Тогда Хермансен придумал новый ход: предложил архитектору разработать план полной модернизации участка Андерсенов — их дома и сада, — добился согласия правления на банковскую гарантию строительных расходов. Это был смелый план, суливший Андерсенам немалые выгоды. Возрастала стоимость дома. Андерсена безвозмездно подключали к кооперативному водопроводу и канализации (а пока семья пользовалась колодцем, и уборная была во дворе), он становился членом кооператива — с правом голоса и участия в общих собраниях. Разумеется, из этого следовало, что он будет обязан выполнять все правила и предписания, принятые кооперативом.

Эта идея поначалу вызывала серьезные возражения у членов правления, но Хермансену все-таки удалось добиться своего. Он утверждал, что интеграция и тесное сотрудничество — единственный путь, позволяющий держать Андерсенов в узде.

Правление пригласило Андерсена и его жену на свое заседание, которое проводил юрист кооператива. Хермансен лично попросил архитектора сделать эскизы покрасивее, с цветными рисунками будущего фасада и участка. Кроме того, подали шерри и печенье.

И Андерсен, и его жена были в восторге от эскизов, о чем и заявили во всеуслышание. Но, когда Хермансен доложил о планах переустройства, закончив сообщением о банковской гарантии, Андерсен сразу же отказался, заявив, что у него нет денег.

— У меня жена и трое ребят, — сказал он, виновато улыбаясь, — и как знать, вдруг у меня скоро появится еще один!

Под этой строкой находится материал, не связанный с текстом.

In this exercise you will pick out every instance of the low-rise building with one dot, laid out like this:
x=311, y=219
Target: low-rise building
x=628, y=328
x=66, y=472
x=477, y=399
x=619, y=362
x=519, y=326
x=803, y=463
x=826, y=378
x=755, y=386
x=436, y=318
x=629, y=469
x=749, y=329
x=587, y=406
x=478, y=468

Ничуть не помогли и заверения в том, что он ничем не рискует, поскольку гарантом выступает правление.

— Да, но тогда у меня будут долги, правда?

— Разумеется, долги у вас будут, — сказал один из членов правления. — Но ведь у нас у всех долги. Все дома построены в рассрочку.

— Нет уж, я бы хотел без долгов обойтись и жить так, как живу. Ты ведь согласна, Хильдур?

Хермансен, который сам работал в банке, попытался ему объяснить, что долгов бояться нечего. Наоборот. При экстенсивной экономике долги — это необходимость, более того — предпосылка здорового экономического развития. Если бы все вот так противились долгам, пришлось бы остановить производство и во всей экономике наступил бы застой. Он добавил, что, разумеется, понимает и уважает экономические принципы Андерсена.

Однако оказалось, что отказ Андерсена объясняется вовсе не принципиальными соображениями.

— Вот послушайте. Если Хильдур и я залезем в долги, для того чтобы разукрасить дом и сад так, как вы хотите, то мне придется работать гораздо больше, чем теперь. А мне это ни к чему. Ты ведь согласна со мной, Хильдур?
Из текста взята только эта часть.